Horizontal acceleration:

$\ddot{x} = \frac{-\frac{1}{2} \dot{x}^2 \, n^2 (2n-2) \, x^{2n - 3} + g n \, x^{n-1} }{1 + n^2 \, x^{2n - 2}} \\ = \frac{-\frac{1}{2} \dot{x}^2 \, n^2 (2n-2) \, x^{2n - 3} }{1 + n^2 \, x^{2n - 2}} + \frac{ g n \, x^{n-1} }{1 + n^2 \, x^{2n - 2}}$

Applying conservation of energy:

$m g \, x^n = \frac{1}{2} m \dot{x}^2 (1 + n^2 \, x^{2n - 2} ) \\ \dot{x}^2 = \frac{2 g x^n}{1 + n^2 \, x^{2n-2}}$

Substituting back in:

$\ddot{x} = \frac{g \, n^2 (2 - 2n) \, x^{3n - 3} }{[1 + n^2 \, x^{2n - 2}]^2} + \frac{ g n \, x^{n-1} }{1 + n^2 \, x^{2n - 2}}$

The key point now is that since the mouse is sliding on top of the hill, the hill can only supply a horizontal force in the positive (rightward) direction. So in order for the mouse to remain on the hill indefinitely, the horizontal (x) acceleration must never be negative. This also means that the horizontal acceleration must never be zero, since it presumably starts out positive.
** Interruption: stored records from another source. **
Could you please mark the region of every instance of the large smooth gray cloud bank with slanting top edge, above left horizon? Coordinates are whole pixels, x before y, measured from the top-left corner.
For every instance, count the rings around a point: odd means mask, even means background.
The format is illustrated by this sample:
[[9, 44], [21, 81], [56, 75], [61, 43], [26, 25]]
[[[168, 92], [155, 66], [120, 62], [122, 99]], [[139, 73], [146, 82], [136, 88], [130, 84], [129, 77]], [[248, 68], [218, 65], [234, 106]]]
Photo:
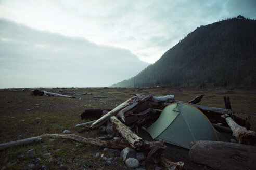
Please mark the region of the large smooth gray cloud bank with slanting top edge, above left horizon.
[[129, 50], [0, 19], [0, 88], [109, 86], [147, 65]]

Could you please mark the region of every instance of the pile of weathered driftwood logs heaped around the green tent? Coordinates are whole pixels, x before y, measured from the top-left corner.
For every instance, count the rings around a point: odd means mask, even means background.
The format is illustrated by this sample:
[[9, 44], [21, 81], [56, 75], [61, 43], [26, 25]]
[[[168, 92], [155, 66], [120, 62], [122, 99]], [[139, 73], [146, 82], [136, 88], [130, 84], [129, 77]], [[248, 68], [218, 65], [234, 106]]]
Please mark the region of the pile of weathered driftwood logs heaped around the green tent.
[[[256, 159], [256, 147], [252, 145], [256, 144], [256, 133], [254, 131], [249, 131], [250, 117], [242, 119], [234, 116], [234, 111], [231, 110], [230, 103], [226, 102], [225, 104], [228, 109], [197, 105], [196, 103], [200, 102], [202, 97], [203, 95], [196, 97], [189, 102], [182, 102], [174, 100], [173, 95], [162, 97], [136, 95], [111, 111], [101, 109], [85, 110], [83, 114], [81, 114], [82, 119], [87, 119], [90, 118], [90, 116], [93, 116], [94, 118], [97, 118], [97, 120], [78, 124], [76, 126], [82, 127], [78, 131], [81, 133], [83, 131], [101, 128], [108, 122], [126, 141], [128, 141], [130, 147], [136, 150], [151, 149], [148, 153], [151, 157], [157, 153], [158, 149], [165, 148], [164, 143], [161, 140], [154, 143], [144, 141], [138, 136], [138, 128], [145, 129], [155, 122], [165, 106], [176, 102], [188, 103], [201, 110], [217, 130], [233, 133], [239, 143], [194, 141], [190, 144], [190, 160], [218, 169], [230, 169], [234, 166], [235, 161], [236, 168], [234, 169], [253, 169], [253, 160]], [[105, 142], [111, 143], [111, 147], [118, 148], [118, 145], [113, 145], [113, 143], [118, 144], [118, 141], [116, 140]], [[169, 168], [177, 165], [177, 163], [171, 162], [170, 160], [168, 160], [169, 163], [167, 163], [166, 158], [160, 158], [160, 163], [165, 166], [168, 164]], [[225, 160], [225, 162], [223, 160]], [[182, 167], [183, 166], [175, 166], [175, 168], [178, 169], [182, 169]]]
Setting the horizontal acceleration equal to zero yields the following:

$(n^2 - 2n) \, x^{2n - 2} = 1$

The equation has solutions only for $n > 2$ . This indicates that the mouse only remains on the hill forever for $n \leq 2$

Alak Bhattacharya used the "radius of curvature", a non-trivial result from differential geometry. Here is a solution that does not use that concept.
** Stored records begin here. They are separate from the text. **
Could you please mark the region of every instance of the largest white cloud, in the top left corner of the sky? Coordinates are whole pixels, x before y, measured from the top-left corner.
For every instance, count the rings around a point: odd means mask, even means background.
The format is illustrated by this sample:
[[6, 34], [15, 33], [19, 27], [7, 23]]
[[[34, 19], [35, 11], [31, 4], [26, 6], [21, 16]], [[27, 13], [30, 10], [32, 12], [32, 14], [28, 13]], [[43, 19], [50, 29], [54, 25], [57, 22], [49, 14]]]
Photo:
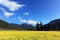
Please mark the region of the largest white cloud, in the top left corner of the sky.
[[9, 8], [11, 11], [18, 10], [19, 8], [22, 8], [23, 6], [25, 6], [23, 4], [18, 4], [15, 1], [9, 1], [9, 0], [0, 0], [0, 4]]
Let us change the direction of the $y$ axis to point downwards, and let us look at values of positive $x$ only. The function and its time derivatives are

$y=x^n$ (1)

$\dot y=y'\dot x$ (2)

$\ddot y=y''\dot x^2+y'\ddot x$ (3)

Assume that the mass remains on this curve. Our goal is to test if the horizontal component of the acceleration is positive or negative. For negative values our assumption is wrong and the mouse separates from the slope.
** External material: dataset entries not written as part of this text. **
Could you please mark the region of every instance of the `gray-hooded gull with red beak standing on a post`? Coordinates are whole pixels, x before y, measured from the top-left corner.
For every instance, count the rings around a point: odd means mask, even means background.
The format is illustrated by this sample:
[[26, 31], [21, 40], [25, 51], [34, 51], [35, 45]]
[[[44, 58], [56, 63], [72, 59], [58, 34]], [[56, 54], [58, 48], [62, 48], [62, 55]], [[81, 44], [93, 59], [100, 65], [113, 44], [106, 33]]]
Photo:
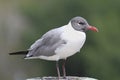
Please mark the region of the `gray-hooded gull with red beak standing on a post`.
[[33, 43], [29, 49], [9, 53], [10, 55], [25, 54], [25, 59], [43, 59], [56, 61], [58, 78], [61, 77], [59, 60], [63, 60], [63, 78], [66, 78], [66, 59], [80, 52], [86, 40], [86, 31], [98, 32], [98, 29], [88, 24], [81, 16], [73, 17], [67, 25], [46, 32]]

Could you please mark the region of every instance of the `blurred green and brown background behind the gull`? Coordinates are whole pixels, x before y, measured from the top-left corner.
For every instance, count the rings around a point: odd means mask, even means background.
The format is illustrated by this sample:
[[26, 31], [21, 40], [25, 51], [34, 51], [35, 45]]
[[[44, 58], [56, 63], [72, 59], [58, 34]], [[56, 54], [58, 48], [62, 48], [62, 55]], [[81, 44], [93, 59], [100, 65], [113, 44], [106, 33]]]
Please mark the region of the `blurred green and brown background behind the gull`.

According to Newton's law $mg\cos \alpha= ma$ , where $mg \cos \alpha$ is the tangential component of the force of gravity and $\alpha$ is the angle between the vertical and the tangent to the slope. Therefore the vertical component of the acceleration is $\ddot y=g\cos^2 \alpha$ . Since $\tan \alpha =dx/dy=1/y'$ and $\cos^2 \alpha=\frac{1}{1+\tan^2 \alpha}$ we get

$\ddot y=\frac{g}{1+1/y'^2}$ (4)

Energy conservation yields $\frac {1}{2} m(\dot x^2+\dot y^2)=mgy$ or, using Eq. (2)

$\dot x^2=2gy-\dot y^2= \frac {2gy}{1+y'^2}$ (5)

We substitute Eq (4) and Eq. (5) to Eq. (3) to get

$\frac{g}{1+1/y'^2}= y''\frac {2gy}{1+y'^2}+y'\ddot x$ , or

$\frac{y'\ddot x}{g}=\frac{1}{1+1/y'^2}- y''\frac {2y}{1+y'^2}$

We re-arrange this to

$\frac{y' (1+y'^2)}{g}\ddot x=y'^2- 2yy''$ (6)

For $n=1$ , $y'^2- 2yy''=1$ , and the orbit is stable. For $n=2$ , $y'^2- 2yy''=0$ , and the orbit is (marginally) stable. For $n=3$ , $y'^2- 2yy''=-2x^4$ , and the orbit is unstable. The same is true for any $n>2$ .

Let us consider only the fourth quadrant, and a point (x, -x^n) on the curve. Energy conservation principle gives the velocity of the mouse, v as v^2=2g(x^n). Slope of the tangent to the curve at that point is -(nx^(n-1)). If the tangent makes an angle α with vertical, then sin(α)=1/[1+(nx^(n-1))^2]. Radius of curvature of the curve at that point is r=[1+(nx^(n-1))^2]^(3/2)]/n(n-1)(x^(n-2)). For the mouse not to loose contact with the curve, gsin(α)>(v^2)/r. This implies 1+(nx^(n-1))^2>2n(n-1)x^(2n-2), or n(n-2)x^(2n-2)<1 for all x. This holds true if and only if n is less than or equal to 2.